O documentário é da Al Jazeera, mas aqui não há nada que enganar, porque muitas das imagens provêm das próprias forças armadas israelitas, porque a destruição e o número de baixas é certificado por várias organizações internacionais e independentes, porque nem Hollywwod conseguiria fabricar este nível de destruição, porque muito dos testemunhos são excessivamente pavorosos para serem ficcionados, porque na verdade os sionistas nem escondem o orgulho – e em certos casos, a sinistra alegria – pela orgia sanguinária.
No fim de Junho, tinham morrido na Faixa de Gaza 38.000 pessoas e 60% das infraestruturas estavam completamente destruídas. Um terço dos mortos são crianças. Os números não incluem os milhares de desaparecidos que ainda se encontram debaixo dos escombros.

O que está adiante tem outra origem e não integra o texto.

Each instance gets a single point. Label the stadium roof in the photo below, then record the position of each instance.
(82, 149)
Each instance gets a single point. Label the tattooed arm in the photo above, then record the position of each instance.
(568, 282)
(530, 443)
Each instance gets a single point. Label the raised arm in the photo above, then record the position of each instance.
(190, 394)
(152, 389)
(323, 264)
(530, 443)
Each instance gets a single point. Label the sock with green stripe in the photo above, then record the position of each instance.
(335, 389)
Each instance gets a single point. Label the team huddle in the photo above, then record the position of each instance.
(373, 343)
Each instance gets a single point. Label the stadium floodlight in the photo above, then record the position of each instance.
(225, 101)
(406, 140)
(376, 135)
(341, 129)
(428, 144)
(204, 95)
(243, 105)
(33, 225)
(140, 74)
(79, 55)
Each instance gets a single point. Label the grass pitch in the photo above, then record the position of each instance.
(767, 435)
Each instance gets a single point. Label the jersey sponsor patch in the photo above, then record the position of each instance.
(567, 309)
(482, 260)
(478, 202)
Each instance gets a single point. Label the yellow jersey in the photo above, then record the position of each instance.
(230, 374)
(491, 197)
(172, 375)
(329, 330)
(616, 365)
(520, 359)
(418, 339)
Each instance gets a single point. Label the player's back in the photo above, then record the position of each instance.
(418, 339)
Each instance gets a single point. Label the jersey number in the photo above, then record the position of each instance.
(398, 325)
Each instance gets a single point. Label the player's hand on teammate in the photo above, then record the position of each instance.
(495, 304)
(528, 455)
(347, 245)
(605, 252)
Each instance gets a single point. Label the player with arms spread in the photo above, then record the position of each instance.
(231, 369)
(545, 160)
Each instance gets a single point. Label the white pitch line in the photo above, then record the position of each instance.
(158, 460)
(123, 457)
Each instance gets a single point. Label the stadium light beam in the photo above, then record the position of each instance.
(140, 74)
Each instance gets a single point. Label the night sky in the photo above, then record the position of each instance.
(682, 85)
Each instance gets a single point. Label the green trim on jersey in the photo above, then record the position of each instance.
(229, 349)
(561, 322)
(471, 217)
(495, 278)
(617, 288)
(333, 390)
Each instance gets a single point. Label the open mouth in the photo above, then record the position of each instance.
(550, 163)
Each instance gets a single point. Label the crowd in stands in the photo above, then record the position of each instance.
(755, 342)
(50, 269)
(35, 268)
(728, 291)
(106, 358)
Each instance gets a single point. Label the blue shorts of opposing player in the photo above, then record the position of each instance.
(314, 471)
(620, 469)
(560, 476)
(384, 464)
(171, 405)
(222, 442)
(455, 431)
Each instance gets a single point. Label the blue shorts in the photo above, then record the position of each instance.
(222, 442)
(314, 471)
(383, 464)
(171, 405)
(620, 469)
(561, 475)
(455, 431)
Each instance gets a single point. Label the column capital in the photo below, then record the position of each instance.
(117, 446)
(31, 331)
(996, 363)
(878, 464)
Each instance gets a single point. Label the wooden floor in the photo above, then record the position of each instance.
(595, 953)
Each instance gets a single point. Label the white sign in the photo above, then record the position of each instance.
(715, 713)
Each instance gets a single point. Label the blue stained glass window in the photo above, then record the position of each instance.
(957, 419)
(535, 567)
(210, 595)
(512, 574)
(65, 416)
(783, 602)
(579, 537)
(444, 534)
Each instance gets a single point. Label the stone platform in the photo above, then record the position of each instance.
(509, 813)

Civis e jornalistas são abatidos indiscriminadamente. Os prisioneiros são humilhados, espancados, torturados, violados e mutilados. O exército israelita usa civis como escudos humanos e a fome como arma de guerra. Os seus soldados entram nos domicílios que os palestinianos foram obrigados a abandonar e vestem-se com a roupa interior das mulheres, encenando coreografias que publicam depois nas redes sociais. Hospitais, universidades e escolas são demolidos sistematicamente. Há vastas áreas de Gaza em que não se vê um edifício de pé. Os escombros estendem-se por todo o horizonte.
Os sionistas estão a implementar todo um rol de atrocidades, crimes de guerra e violações do direito internacional em Gaza e, digam o que disserem, não há justificação possível para a actividade genocida.

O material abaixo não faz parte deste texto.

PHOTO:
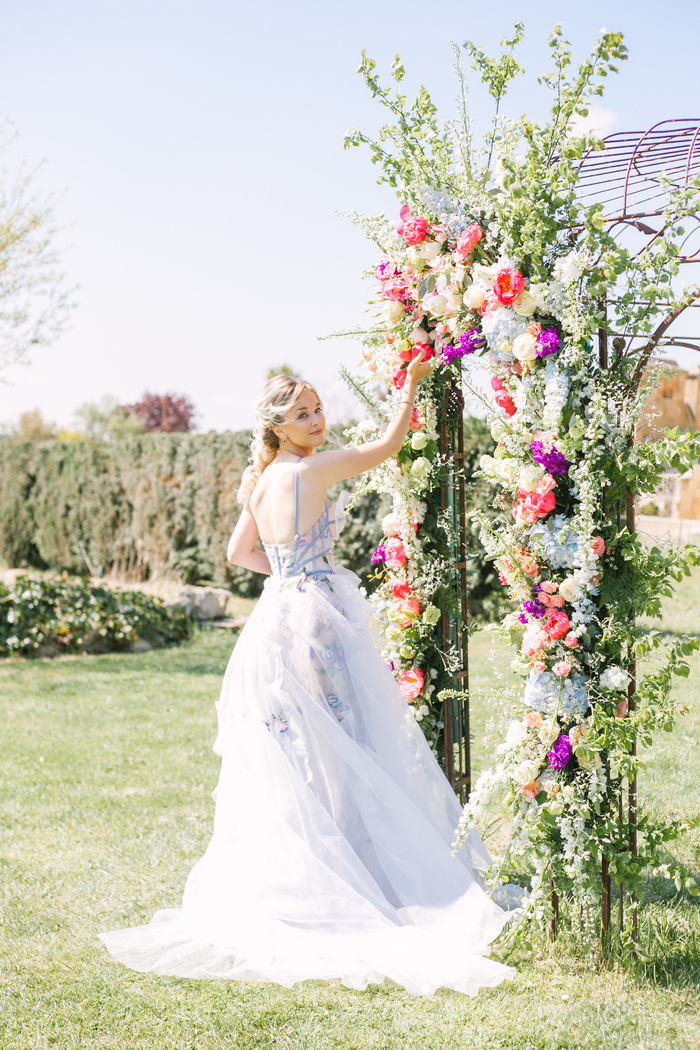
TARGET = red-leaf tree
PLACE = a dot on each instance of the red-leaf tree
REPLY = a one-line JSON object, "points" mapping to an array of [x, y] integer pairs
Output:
{"points": [[164, 412]]}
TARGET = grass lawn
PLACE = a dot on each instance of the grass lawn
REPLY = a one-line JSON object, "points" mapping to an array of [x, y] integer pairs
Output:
{"points": [[105, 804]]}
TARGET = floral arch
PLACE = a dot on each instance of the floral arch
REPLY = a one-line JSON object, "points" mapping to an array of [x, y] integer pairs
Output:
{"points": [[507, 261]]}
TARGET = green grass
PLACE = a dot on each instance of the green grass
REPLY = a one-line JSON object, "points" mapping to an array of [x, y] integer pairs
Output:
{"points": [[106, 803]]}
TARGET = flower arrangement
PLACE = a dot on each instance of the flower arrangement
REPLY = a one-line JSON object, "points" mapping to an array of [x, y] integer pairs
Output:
{"points": [[501, 267]]}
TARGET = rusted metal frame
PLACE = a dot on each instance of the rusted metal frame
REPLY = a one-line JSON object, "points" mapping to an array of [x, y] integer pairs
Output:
{"points": [[454, 631]]}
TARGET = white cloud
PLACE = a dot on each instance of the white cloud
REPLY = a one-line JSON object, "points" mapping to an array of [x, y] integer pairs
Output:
{"points": [[598, 120]]}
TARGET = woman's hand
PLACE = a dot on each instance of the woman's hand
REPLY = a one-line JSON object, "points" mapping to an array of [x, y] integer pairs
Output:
{"points": [[419, 369]]}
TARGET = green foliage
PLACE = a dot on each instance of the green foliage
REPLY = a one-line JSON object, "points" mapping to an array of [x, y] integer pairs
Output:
{"points": [[145, 505], [45, 616]]}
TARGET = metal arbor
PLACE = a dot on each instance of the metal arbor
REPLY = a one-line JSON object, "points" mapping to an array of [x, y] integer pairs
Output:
{"points": [[629, 177]]}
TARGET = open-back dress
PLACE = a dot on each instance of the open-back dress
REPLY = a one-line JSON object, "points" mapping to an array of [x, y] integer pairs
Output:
{"points": [[331, 855]]}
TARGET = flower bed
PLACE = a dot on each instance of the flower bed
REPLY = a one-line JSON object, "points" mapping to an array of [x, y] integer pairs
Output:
{"points": [[43, 616]]}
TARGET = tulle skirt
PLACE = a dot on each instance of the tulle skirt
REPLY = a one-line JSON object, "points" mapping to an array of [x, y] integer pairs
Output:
{"points": [[331, 855]]}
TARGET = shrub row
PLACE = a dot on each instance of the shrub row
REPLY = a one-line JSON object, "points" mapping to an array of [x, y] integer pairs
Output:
{"points": [[155, 504]]}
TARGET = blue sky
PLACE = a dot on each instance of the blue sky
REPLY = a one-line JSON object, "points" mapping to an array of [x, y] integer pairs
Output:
{"points": [[198, 151]]}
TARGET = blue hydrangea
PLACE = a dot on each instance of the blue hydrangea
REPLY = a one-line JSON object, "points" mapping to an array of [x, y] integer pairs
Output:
{"points": [[502, 327], [542, 691], [559, 545]]}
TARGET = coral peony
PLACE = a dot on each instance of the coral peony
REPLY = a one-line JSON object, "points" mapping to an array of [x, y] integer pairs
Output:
{"points": [[401, 588], [411, 228], [410, 683], [467, 239], [396, 554], [508, 286], [556, 624]]}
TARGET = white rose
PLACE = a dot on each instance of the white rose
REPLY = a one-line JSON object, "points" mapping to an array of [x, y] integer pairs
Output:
{"points": [[421, 468], [525, 772], [614, 677], [429, 250], [473, 297], [529, 477], [394, 311], [515, 734], [437, 306], [570, 590], [525, 348], [507, 469], [525, 305]]}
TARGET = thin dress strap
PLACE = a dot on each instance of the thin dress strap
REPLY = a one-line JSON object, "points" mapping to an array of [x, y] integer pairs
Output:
{"points": [[296, 500]]}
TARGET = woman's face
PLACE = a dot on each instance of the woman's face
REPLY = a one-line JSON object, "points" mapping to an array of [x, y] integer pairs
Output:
{"points": [[304, 425]]}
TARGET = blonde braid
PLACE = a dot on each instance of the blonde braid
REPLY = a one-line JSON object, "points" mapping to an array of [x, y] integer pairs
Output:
{"points": [[279, 395]]}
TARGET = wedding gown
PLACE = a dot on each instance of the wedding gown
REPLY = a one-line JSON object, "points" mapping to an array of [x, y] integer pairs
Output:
{"points": [[331, 855]]}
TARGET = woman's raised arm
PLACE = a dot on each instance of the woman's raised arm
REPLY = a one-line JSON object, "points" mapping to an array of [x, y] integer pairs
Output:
{"points": [[333, 466]]}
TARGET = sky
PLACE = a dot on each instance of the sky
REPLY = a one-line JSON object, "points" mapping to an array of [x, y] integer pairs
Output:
{"points": [[196, 148]]}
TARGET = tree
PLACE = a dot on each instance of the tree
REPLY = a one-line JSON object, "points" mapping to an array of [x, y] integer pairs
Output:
{"points": [[34, 306], [107, 420], [164, 412]]}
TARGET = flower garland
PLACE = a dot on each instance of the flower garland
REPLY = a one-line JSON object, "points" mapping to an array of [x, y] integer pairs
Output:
{"points": [[483, 268]]}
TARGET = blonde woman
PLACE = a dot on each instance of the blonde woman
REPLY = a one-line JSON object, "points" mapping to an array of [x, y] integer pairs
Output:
{"points": [[332, 847]]}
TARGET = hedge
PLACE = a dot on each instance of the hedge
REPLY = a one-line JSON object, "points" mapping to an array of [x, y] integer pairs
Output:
{"points": [[155, 504]]}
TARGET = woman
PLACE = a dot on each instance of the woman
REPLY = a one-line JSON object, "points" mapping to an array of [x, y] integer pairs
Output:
{"points": [[331, 855]]}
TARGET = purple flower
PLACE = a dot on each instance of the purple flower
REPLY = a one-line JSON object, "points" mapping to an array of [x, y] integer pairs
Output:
{"points": [[548, 342], [560, 753], [467, 343], [553, 460]]}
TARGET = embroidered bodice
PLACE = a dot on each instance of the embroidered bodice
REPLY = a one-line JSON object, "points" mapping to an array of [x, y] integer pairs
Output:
{"points": [[310, 553]]}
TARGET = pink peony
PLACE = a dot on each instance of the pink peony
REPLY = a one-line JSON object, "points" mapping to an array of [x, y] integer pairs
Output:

Não recomendo de todo este vídeo a pessoas mais susceptíveis, porque é uma coisa mesmo tenebrosa. Mas recomendo-o sim, àqueles que ainda defendem Israel como uma força civilizadora no Médio Oriente. Porque se isto é civilização, então o melhor é voltarmos a viver em cavernas.

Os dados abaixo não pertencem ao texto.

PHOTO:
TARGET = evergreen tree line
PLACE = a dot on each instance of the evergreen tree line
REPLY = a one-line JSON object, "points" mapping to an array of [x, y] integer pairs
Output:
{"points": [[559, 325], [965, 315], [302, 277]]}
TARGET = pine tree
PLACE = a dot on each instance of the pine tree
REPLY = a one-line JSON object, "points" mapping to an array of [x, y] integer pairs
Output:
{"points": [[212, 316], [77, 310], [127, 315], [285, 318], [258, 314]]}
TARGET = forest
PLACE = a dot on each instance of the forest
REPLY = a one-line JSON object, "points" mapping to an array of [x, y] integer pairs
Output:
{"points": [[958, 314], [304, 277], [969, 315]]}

Neste outro clip, Glenn Greenwald entrevista o realizador do documentário, o britânico Richard Sanders, que, para além de atestar sobre a fidedignidade das imagens e dos factos relatados no seu trabalho, articula sobre a hedionda situação no terreno, os detalhes distópicos dos bombardeamentos israleitas – que resultam da utilização de inteligência artificial para detectar alvos e que atingem preferencialmente esses alvos quando eles se encontram em casa, com as suas famílias – e o envolvimento do Ocidente na chacina.
Este é o retrato do inferno na Terra. E por muito que o islão seja antagónico dos valores ocidentais – e é – temos que nos perguntar se o caminho que Israel e o bloco Ocidental estão trilhar no Médio Oriente não é afinal muito semelhante – em valores e praxis – àquele que criticamos nos islamitas.
Marco Aurélio, um cristão antes de Cristo, escreveu um dia:
“A melhor forma de nos vingarmos dos nossos inimigos é não sermos como eles.”
Na Palestina, estamos a ser como os nossos inimigos. E assim sendo, nunca poderemos sair vitoriosos. Porque sem a virtude moral, nenhuma guerra é vencida.